ABB Grain chief Michael Iwaniw claims the Wheat Australia sale of 350,000t of wheat to Iraq valued at an estimated $90 million is back on.
The deal's apparent rejuvenation comes a week after Wheat Australia announced it would not be able to do business with Iraq.
Mr Iwaniw announced the deal was back on during ABB Grain's half-year results on Monday, saying the parties had come to terms on the sticking points in the terms of the contract.
Wheat Australia is a consortium of ABB Grain, CBH and GrainCorp, set up in March to do business with Iraq after AWB was banned from trading there until the findings of the Cole inquiry are handed down.

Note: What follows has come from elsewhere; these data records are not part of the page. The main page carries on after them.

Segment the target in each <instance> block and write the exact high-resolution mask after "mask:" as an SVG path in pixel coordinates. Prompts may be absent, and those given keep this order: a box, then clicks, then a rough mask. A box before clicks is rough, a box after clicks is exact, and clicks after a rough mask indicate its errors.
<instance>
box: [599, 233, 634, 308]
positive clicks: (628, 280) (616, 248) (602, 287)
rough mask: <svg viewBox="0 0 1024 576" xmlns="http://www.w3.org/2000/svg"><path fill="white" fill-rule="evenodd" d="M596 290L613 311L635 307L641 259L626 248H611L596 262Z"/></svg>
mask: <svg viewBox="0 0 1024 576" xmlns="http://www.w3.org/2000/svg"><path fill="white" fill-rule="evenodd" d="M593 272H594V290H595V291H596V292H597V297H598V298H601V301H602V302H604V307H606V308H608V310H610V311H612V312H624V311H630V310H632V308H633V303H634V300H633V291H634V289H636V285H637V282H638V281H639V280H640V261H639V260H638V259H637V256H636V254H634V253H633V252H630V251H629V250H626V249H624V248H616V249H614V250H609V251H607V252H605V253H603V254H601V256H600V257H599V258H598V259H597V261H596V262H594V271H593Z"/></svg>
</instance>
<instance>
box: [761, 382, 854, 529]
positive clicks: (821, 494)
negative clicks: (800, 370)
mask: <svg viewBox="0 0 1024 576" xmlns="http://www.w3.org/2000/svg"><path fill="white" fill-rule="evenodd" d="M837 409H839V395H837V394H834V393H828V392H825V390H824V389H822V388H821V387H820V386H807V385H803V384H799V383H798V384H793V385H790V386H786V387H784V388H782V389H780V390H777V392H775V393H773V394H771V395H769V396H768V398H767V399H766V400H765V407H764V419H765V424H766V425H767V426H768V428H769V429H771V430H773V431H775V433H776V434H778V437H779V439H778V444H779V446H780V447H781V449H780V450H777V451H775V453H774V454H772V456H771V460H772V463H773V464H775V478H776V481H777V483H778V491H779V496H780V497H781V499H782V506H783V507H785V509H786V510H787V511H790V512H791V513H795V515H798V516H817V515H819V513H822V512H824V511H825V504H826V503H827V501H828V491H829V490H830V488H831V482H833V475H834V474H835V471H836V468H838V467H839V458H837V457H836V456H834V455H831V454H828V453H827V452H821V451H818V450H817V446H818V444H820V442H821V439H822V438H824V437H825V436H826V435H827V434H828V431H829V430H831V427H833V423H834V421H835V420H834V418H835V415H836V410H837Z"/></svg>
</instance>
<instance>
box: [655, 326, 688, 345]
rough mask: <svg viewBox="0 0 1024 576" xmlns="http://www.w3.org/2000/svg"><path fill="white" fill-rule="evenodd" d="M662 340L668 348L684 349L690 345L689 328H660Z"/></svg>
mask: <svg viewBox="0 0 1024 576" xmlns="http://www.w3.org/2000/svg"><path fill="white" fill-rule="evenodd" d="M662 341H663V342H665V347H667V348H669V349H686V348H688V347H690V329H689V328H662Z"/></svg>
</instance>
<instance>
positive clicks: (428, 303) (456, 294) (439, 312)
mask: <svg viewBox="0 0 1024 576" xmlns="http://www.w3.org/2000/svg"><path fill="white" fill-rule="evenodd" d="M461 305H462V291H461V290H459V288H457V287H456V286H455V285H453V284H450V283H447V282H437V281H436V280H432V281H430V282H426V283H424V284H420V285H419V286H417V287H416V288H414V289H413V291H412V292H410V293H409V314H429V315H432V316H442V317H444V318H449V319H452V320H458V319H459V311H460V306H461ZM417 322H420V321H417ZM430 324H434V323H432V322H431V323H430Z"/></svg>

Wheat Australia officials baulked slightly at Mr Iwaniw's comments, declining to unequivocally state the deal was resurrected.
Wheat Australia spokesman Rhys Ainsworth said: "We can advise the public that while discussions are progressing very positively, we are not in a position to comment further as yet."
Mr Iwaniw would not specify the price of the contract - whether it was at the original March quote, or whether it reflected the higher market conditions prevalent now.
He said it was a commercially viable price and AWB, from which Wheat Australia will purchase the grain for the contract, was happy.
Mr Iwaniw's comments were the first confirmation from within Wheat Australia ranks that the rumours the sale was back on were correct.
He said although there were still some documents to be signed, agreement had been reached, both verbally and via email.
Last week Mr Ainsworth cited commercial concerns as the reason for the deal's failure, but it is believed the concern focused on a clause in the contract that saw high penalties in place for delayed shipments.
AWB opponents have other ideas, claiming the deal's failure was rooted in Iraq's unwillingness to deal with AWB or any body perceived as being too close to AWB.